BALTIMORE (WJZ) — Johns Hopkins Hospital will pay nearly $200 million dollars to victims of a doctor who secretly videotaped their exams. Victims of Dr. Nikita Levy are just now receiving letters with their settlement amounts. But some are not happy with the way settlement amounts were awarded.

Investigators say for years Johns Hopkins OBGYN Doctor Nikita Levy used hidden cameras to secretly record his patients during exams.
“He delivered my daughter, so of course, he’s in all the pictures that we took,” says one patient.
One victim– who didn’t want to be identified says she is still dealing with trust issues three years later.
“I was confused. I was upset. I was emotional,” she says.
She’s one of 8,500 women involved In a class action lawsuit against Johns Hopkins, which has agreed to pay out $190 million dollars.
Still, some victims tell WJZ, they are not happy with the way the money has been divided.

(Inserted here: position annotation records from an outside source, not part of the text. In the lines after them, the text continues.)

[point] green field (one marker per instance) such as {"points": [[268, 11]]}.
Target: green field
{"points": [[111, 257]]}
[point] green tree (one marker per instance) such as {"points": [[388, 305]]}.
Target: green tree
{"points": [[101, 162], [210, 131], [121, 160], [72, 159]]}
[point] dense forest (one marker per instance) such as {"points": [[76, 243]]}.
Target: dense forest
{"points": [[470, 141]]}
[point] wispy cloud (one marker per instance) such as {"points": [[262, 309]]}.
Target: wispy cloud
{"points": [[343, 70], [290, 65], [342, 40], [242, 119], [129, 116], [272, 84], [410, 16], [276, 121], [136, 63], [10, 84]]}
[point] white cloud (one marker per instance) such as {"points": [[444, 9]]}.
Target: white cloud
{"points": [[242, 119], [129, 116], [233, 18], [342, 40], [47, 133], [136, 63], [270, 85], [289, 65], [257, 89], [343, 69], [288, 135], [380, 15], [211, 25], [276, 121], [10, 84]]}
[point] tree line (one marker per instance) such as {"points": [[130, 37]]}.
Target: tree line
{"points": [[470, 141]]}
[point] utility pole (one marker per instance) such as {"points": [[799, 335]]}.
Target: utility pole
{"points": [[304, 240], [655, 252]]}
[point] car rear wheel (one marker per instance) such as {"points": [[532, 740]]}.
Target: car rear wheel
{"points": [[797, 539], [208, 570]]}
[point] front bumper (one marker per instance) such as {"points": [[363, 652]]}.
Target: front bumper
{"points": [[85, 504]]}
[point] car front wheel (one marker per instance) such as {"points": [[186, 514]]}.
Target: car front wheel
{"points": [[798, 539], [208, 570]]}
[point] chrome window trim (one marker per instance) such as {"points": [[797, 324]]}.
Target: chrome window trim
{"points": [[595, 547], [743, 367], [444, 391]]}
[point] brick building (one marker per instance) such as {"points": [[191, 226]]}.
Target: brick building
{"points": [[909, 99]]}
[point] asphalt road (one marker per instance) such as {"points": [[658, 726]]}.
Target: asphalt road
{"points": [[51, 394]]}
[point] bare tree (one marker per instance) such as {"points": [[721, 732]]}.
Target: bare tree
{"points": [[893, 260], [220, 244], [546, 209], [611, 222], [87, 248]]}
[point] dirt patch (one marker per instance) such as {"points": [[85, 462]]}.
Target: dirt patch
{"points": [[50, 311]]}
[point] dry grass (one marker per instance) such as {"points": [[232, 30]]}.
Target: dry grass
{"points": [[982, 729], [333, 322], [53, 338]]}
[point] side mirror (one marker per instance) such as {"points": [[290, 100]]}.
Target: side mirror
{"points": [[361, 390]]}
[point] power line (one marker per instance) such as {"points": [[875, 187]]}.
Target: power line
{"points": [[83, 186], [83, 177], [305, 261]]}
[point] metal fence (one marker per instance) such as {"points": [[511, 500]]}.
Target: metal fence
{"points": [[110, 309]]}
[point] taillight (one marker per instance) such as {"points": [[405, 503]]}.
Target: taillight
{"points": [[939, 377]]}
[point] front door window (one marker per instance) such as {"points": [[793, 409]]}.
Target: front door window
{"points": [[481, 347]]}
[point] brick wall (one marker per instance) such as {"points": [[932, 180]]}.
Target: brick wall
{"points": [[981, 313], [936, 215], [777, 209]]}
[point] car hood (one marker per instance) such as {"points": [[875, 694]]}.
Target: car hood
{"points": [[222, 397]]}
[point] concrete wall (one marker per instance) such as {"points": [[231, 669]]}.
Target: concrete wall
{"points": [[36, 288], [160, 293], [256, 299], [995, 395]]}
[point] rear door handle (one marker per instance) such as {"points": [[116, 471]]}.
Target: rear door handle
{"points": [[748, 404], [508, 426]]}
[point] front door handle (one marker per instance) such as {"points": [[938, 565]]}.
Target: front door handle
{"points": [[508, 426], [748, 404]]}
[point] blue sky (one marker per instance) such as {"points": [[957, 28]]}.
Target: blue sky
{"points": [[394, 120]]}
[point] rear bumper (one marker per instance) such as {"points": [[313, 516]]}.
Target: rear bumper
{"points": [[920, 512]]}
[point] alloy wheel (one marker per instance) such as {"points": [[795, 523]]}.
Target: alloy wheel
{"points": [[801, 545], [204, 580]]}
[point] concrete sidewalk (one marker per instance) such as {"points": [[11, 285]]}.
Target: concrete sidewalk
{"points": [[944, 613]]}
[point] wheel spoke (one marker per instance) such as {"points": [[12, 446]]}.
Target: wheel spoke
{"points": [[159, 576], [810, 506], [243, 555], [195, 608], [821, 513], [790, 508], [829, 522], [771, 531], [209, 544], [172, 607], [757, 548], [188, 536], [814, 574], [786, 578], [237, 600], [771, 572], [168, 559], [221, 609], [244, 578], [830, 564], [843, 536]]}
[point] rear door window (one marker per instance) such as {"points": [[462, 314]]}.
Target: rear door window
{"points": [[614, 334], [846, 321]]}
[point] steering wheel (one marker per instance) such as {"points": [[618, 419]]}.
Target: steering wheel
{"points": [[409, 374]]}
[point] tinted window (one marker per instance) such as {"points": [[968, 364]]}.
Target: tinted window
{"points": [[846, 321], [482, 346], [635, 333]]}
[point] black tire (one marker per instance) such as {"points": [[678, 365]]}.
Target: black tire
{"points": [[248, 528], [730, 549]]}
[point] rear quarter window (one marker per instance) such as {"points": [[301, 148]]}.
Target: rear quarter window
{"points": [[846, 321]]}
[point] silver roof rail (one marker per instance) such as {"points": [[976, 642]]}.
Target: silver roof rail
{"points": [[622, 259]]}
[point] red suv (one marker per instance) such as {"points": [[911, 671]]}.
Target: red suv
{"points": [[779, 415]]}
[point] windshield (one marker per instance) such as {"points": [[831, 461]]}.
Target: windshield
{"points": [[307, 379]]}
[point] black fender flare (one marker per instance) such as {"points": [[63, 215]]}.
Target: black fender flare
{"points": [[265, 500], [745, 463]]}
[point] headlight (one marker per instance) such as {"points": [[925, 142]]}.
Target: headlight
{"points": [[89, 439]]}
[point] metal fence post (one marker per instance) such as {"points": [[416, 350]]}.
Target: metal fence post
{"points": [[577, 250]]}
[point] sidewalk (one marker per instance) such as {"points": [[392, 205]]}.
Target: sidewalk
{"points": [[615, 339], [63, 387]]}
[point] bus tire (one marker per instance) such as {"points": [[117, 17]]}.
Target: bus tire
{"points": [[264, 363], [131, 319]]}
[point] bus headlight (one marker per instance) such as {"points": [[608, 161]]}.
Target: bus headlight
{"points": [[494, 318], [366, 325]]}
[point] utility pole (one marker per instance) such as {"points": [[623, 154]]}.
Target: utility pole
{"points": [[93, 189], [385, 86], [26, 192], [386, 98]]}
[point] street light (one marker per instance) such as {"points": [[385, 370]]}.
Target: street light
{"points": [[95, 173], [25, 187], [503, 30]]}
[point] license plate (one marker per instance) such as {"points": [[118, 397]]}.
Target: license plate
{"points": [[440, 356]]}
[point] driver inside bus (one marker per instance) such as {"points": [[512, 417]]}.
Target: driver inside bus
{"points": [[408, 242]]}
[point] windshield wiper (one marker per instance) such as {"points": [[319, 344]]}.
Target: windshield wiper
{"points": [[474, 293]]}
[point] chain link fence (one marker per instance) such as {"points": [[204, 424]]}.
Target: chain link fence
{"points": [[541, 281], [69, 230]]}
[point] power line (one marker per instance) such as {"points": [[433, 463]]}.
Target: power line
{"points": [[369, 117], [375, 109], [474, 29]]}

Court documents obtained by WJZ show victims were categorized based on damages and emotional distress, the impact on their lives, and individual vulnerability.
“We considered their experience with Dr. Levy, the duration of their treatment and the inappropriate comments and touching,” says Judge Irma Raker, case claims adjudicator.
The payouts range from $17,000 dollars for patients with no negative experiences to 26 thousand for women with severe abuse.
Dr. Nikita Levy Lawsuit Settlement
Meanwhile, lawyers were awarded $32 Million dollars in fees. Claims adjudicator Judge Irma Raker says she and a panel interviewed all the victims.
“My obligation was to divide the money in a fair and equitable so that everyone received compensation,” says Raker.
Still– some victims say that compensation isn’t enough.
“A woman who dropped coffee in her lap, is compensated millions of dollars and here I’m dealing with something that is going to impact me for the rest of my life,” says the former patient of Dr. Levy.
Some of those victims now planning an appeal. A suspicious co-worker reported Dr. Nikita Levy to hospital officials. He committed suicide before the investigation was complete.
According to court documents— victims are being warned accepting the settlement could impact their social security, Medicaid or section eight housing vouchers.